We can see by scanning the table that many reads are
not compatible with transcript 1, 4, or 5.

# Map to transcripts

Another useful operation is to map from genomic coordinates to 
transcript coordinates. Note that, if we only wanted to 
have transcript alignments from the start, we could have used
software such as [RSEM](http://deweylab.github.io/RSEM/) or 
[RapMap](https://github.com/COMBINE-lab/RapMap) to produce
a BAM file contain *transcriptome* alignments. 
Such a file will necessarily contain, for many pairs, 
the alignment of the paired reads to the many isoforms of a gene
with which it is compatible.
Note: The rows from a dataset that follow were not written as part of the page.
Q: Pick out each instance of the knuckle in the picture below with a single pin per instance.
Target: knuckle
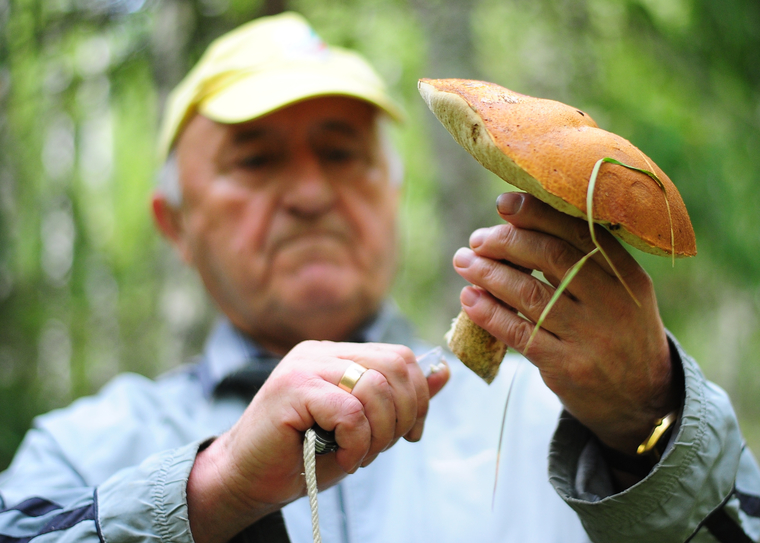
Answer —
(377, 382)
(582, 235)
(521, 331)
(559, 254)
(534, 296)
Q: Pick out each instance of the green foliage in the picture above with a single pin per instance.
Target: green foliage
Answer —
(87, 288)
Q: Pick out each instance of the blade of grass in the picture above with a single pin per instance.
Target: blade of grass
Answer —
(501, 433)
(590, 192)
(571, 273)
(590, 217)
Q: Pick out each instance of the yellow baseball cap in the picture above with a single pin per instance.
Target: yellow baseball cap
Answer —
(265, 65)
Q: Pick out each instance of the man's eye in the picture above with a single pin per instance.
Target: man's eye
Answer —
(257, 161)
(338, 155)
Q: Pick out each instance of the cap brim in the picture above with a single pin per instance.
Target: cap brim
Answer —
(256, 95)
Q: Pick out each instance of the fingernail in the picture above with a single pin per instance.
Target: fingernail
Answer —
(463, 257)
(509, 203)
(478, 237)
(469, 296)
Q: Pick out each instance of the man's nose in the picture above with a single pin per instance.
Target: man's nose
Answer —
(309, 191)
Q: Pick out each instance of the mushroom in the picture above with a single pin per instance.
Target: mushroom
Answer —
(549, 149)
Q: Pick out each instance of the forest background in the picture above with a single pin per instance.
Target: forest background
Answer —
(88, 289)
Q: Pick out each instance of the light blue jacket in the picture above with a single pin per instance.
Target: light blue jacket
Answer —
(114, 467)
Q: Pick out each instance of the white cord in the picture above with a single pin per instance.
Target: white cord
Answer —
(310, 472)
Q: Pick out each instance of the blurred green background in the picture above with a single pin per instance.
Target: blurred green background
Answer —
(88, 289)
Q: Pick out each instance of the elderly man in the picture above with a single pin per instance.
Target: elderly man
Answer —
(281, 189)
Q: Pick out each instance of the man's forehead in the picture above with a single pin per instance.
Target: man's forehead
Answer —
(338, 115)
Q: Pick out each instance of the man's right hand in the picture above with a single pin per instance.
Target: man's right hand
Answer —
(257, 466)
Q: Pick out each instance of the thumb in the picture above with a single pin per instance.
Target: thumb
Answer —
(439, 376)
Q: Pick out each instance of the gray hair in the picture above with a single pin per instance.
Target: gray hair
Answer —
(167, 179)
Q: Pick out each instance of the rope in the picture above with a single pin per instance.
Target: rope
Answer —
(310, 473)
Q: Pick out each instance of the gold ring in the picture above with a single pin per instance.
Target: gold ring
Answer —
(351, 377)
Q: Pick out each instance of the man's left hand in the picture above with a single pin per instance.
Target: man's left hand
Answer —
(606, 358)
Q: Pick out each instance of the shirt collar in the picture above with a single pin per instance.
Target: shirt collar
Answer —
(232, 360)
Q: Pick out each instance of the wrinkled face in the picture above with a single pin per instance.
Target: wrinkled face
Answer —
(290, 218)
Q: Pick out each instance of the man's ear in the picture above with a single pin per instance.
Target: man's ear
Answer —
(168, 219)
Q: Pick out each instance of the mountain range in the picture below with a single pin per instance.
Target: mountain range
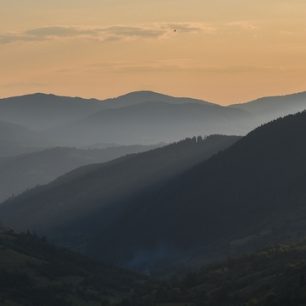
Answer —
(137, 118)
(245, 197)
(25, 171)
(65, 208)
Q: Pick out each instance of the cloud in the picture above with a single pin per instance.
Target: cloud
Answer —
(110, 33)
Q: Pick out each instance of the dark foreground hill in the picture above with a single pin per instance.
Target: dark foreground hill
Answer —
(272, 277)
(32, 272)
(247, 196)
(66, 208)
(22, 172)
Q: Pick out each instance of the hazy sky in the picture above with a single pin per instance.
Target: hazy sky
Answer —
(220, 50)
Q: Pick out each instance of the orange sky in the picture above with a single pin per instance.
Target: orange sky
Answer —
(225, 51)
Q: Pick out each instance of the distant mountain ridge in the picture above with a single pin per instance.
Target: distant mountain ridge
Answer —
(79, 122)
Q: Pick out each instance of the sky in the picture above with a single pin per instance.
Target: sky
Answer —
(225, 51)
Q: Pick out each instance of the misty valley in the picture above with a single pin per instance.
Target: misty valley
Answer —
(152, 200)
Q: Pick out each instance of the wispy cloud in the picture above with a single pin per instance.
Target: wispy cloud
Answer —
(110, 33)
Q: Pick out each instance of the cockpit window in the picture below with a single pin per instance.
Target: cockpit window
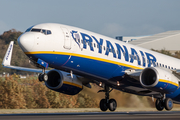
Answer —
(43, 31)
(46, 32)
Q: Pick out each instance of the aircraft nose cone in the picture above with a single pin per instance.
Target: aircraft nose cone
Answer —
(26, 42)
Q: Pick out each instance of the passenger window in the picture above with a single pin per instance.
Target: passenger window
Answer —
(44, 31)
(48, 32)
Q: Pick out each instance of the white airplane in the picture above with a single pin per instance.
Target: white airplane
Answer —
(80, 57)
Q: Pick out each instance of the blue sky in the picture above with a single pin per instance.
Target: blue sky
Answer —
(107, 17)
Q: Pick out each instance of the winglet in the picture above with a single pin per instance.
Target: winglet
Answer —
(7, 57)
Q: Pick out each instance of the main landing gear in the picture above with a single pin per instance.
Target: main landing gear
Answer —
(43, 76)
(106, 103)
(163, 102)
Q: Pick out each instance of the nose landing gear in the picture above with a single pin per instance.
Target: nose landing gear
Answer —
(162, 103)
(106, 103)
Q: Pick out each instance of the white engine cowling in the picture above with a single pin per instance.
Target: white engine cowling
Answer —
(63, 82)
(158, 79)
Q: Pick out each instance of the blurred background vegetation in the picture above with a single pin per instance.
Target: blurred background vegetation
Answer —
(24, 93)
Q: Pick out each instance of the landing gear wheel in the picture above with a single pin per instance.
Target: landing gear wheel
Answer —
(43, 77)
(103, 105)
(112, 105)
(40, 77)
(168, 103)
(159, 104)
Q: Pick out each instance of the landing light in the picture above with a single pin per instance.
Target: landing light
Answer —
(100, 84)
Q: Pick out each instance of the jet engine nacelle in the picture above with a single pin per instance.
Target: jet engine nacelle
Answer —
(63, 82)
(159, 80)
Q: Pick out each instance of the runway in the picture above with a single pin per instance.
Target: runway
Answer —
(164, 115)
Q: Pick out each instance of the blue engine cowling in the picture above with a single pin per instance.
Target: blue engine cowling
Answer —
(63, 82)
(159, 80)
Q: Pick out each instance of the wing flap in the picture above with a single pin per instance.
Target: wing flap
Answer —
(7, 61)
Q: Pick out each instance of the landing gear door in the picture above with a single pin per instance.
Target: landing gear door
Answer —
(67, 39)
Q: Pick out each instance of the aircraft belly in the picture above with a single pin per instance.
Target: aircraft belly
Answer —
(54, 60)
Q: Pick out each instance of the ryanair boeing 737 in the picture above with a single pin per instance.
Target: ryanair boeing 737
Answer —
(80, 57)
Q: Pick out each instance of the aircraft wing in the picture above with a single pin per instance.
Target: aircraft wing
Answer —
(7, 61)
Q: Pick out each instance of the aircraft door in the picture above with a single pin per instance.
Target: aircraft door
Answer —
(67, 39)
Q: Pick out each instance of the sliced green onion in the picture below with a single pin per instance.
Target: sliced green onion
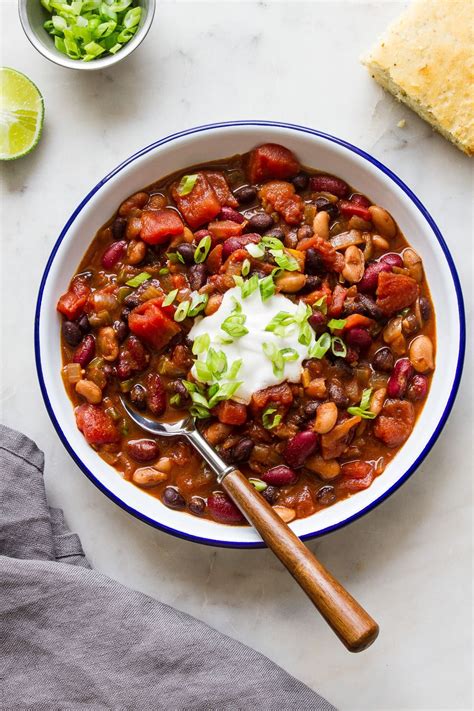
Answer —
(258, 484)
(321, 347)
(139, 279)
(338, 347)
(255, 250)
(186, 184)
(182, 311)
(169, 298)
(202, 250)
(245, 267)
(268, 421)
(336, 324)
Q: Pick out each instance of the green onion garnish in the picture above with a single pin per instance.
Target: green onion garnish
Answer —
(363, 409)
(202, 250)
(169, 298)
(139, 279)
(186, 184)
(88, 29)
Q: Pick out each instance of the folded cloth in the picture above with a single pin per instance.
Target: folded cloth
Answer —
(72, 638)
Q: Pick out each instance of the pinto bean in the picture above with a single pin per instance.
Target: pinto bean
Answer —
(421, 354)
(383, 221)
(89, 390)
(353, 264)
(326, 417)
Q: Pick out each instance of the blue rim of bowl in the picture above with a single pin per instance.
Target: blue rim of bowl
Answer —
(413, 198)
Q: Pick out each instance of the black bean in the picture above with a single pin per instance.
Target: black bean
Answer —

The genomic alignment file
will only contain multiple alignments for pairs when they 
are at different *genomic* loci.

To map our genomic coordinates to transcript coordinates,
we have to map the start and end of each fragment separately, 
because `mapToTranscripts` does not work on
*GAlignmentPairs*. Furthermore, from the man page we can read that,
"A successful mapping occurs when `x` is 
completely within the `transcripts` range".
So we will break apart each paired alignment that is
compatible with our transcript of interest into a start position and
an end position, map these positions to transcript 
coordinates, then rebuild the fragment afterward.

We don't keep track of fragment strand in this example, 
but one could do this simply by taking care of the
plus and minus strand fragments separately.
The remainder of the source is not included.